From New Theatre History Wiki
Jump to: navigation, search

JOHN DAVID BLAKE (1909 – 2000)

A staunch Stalinist, Jack Blake was said to have been a WAC/NTL drama producer and a heavy drinker. He sued Kylie Tennant for libel over her depiction of him as “Charteris” in her largely autobiographical novel Ride On, Stranger, although she treated most communists sympathetically. (Tribune 9 March 1944 described Tennant’s book as “irresponsible nonsense … cynical and slanderous” with its jibes against the NTL and organisations such as the League Against War and Fascism.) A writ by Blake and others in 1949 against ex communist Cecil Sharpley who denounced CPA tactics in newspaper articles was struck out.

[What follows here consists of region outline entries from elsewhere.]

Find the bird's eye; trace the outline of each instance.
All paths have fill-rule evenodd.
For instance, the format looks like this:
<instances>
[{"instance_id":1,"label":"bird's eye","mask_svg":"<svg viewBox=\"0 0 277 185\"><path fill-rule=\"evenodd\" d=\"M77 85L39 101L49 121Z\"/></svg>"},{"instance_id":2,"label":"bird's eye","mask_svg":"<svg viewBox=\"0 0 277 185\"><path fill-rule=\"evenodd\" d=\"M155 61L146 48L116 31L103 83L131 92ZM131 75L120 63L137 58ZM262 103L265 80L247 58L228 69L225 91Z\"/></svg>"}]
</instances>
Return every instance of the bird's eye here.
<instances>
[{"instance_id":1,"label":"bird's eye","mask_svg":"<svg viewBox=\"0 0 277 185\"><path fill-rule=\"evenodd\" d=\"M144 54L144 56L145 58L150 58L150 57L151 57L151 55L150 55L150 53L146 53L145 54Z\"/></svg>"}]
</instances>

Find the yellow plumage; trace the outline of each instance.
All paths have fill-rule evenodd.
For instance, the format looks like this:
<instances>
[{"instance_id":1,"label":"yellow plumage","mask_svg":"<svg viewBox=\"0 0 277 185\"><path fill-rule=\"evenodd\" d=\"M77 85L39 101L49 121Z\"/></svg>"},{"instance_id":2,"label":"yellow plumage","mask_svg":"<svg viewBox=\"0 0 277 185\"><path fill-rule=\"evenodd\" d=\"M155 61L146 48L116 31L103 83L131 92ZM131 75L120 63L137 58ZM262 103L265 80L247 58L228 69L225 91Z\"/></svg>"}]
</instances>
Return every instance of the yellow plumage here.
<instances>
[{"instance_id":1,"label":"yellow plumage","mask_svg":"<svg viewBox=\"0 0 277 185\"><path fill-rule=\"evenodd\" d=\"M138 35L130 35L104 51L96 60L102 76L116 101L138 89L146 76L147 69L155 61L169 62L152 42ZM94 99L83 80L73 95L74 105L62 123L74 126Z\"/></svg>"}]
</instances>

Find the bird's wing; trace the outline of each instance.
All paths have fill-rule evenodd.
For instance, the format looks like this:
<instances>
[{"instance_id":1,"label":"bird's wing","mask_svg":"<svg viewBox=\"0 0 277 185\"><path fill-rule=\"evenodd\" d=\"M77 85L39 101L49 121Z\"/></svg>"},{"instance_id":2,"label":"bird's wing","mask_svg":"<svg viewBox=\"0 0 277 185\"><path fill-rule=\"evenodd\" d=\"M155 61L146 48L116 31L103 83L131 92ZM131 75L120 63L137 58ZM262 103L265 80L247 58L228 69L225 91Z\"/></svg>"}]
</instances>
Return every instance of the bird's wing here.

Born Alfred Airey in Newcastle-on-Tyne on 25 May 1909, Blake changed his name by deed poll at the time of his marriage in 1934 to Audrey Elsie Boyd (see Audrey Blake ). After migrating to Australia in 1922, he was a Lithgow coal miner, joined the CPA in 1925, and from ca 1930-3 studied at the Lenin School, Moscow. He stood as a coal miner Communist candidate for the federal seat of Maribyrnong in 1934, gaining 4.2% of the vote. In 1943 as an Independent Communist soldier candidate for Port Melbourne he got 38.8%, the biggest Communist vote ever in Victoria.

As Victorian Secretary of the CPA, Blake in 1948 visited Sydney and became the national CPA leader. In 1949 he was transferred to Sydney where his office was in Marx House, the old "Green Coupon" building at 695 George Street. Blake’s CPA responsibilities were arts, the peace movement, youth, and Party education. A practised orator who spoke better than he wrote, he was described as aloof, lanky, slightly stooped with a neat moustache.

Bernie Taft first met Blake in Melbourne during the war. He said Blake was tall, handsome, impressive, a fiery orator and combative. Taft recalled Blake launching into a bitter and vitriolic attack on two women CPA members whom Taft defended, saying they were only doing their best.

At the 1949 Royal Commission on Communism, Tom McGillick stated that in Moscow in 1938 he had delivered Blake an envelope containing a plan for an ocean anti-mine device given him by J B Miles in Australia.

Blake died on 1 October 2000. An obituary appeared in the Australian 11 December 2000 p. 14.

There is other material on Jack Blake inSearch News vol. 8 no. 1 May 2000 pp 4, 6.